-
Notifications
You must be signed in to change notification settings - Fork 187
Description
Hi all.
At first I want to say that this case is just a corner case and I am not trying to stir up trouble. I just report it for robustness of pg_repack.
Maybe you have found that I am always reporting issues of corner cases.
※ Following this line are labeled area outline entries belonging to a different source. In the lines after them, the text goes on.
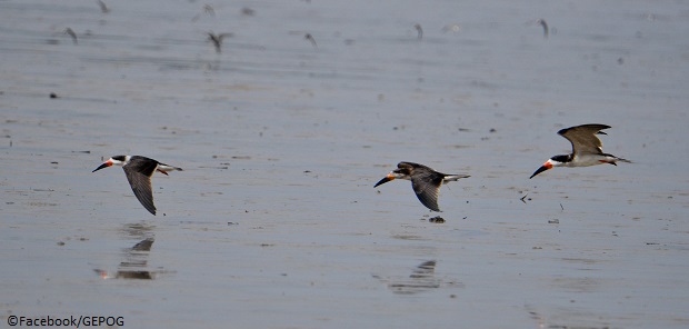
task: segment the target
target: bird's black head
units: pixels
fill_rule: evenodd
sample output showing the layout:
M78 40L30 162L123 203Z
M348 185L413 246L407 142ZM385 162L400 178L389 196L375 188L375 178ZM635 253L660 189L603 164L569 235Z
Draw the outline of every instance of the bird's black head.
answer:
M550 160L565 163L565 162L571 161L572 160L572 156L571 154L560 154L560 156L555 156L555 157L550 158Z

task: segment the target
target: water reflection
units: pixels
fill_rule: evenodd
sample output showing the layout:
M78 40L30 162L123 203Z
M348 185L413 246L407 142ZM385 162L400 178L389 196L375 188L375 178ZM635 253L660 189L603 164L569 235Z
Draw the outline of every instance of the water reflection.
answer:
M407 278L381 278L373 276L381 281L388 282L388 289L397 295L415 295L443 286L461 286L453 280L446 280L436 277L436 260L427 260L418 265Z
M156 241L152 232L153 226L142 223L124 225L121 232L127 238L141 239L130 248L122 250L122 261L117 271L108 272L101 269L93 269L102 279L138 279L152 280L157 272L148 270L148 257Z

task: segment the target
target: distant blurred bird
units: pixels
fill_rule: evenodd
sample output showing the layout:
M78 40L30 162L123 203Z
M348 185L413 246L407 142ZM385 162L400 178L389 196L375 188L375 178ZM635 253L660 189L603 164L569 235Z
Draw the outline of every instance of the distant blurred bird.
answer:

The reason it that I transplanted pg_repack to Alibaba Cloud PolarDB-PG and I built a test framework for it to find out the corner cases and improve the stability of this commercial database.
I executed this command with pg_repack 1.5.0:
pg_repack -Utest_user --dbname=ddl_full0 -k --table=normal.t1 --jobs=3I got the error below:
NOTICE: Setting up workers.conns
INFO: repacking table "normal.t1"
NOTICE: Canceled 1 unsafe queries
ERROR: query failed: ERROR: column "foo" does not exist
LINE 1: ...,NULL::integer AS "........pg.dropped.18........",foo,col_wi...
^
DETAIL: query was: INSERT INTO repack.table_29169 SELECT id,unique1,hundred,tenthous,a,b,c,d,f_char,g_vchar,h_bool,i_enum,j_array_bigint,extra,e,NULL::integer AS "........pg.dropped.17........",NULL::integer AS "........pg.dropped.18........",foo,col_with_default FROM ONLY normal.t1
It seems that the table does not have column foo but copy_data command has the column.
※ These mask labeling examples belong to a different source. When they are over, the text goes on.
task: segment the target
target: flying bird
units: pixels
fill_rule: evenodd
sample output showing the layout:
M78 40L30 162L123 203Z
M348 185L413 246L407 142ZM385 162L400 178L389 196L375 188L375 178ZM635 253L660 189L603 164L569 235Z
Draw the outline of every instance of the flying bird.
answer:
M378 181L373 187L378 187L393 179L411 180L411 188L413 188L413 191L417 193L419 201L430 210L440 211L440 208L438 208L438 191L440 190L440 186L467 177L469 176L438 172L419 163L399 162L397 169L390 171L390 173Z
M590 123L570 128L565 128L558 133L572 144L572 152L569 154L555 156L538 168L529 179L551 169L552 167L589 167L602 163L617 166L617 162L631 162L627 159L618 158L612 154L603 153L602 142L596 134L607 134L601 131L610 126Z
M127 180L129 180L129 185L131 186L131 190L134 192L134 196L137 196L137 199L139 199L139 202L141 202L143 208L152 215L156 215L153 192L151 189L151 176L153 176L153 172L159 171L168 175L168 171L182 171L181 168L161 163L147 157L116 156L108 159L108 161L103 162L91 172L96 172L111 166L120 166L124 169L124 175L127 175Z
The original table and new table both don't have column foo now.
ddl_full0=# \d t1
Table "normal.t1"
Column | Type | Collation | Nullable | Default
------------------+--------------------------------+-----------+----------+--------------------------------------
id | integer | | not null |
unique1 | numeric | | |
hundred | numeric | | |
tenthous | numeric | | |
a | text | | |
b | date | | |
c | timestamp(6) without time zone | | |
d | double precision | | not null |
f_char | character(256) | | |
g_vchar | character varying(256) | | |
h_bool | boolean | | |
i_enum | enum_type | | |
j_array_bigint | bigint[] | | |
extra | jsonb | | |
e | integer | | not null | nextval('t1_e_seq'::regclass)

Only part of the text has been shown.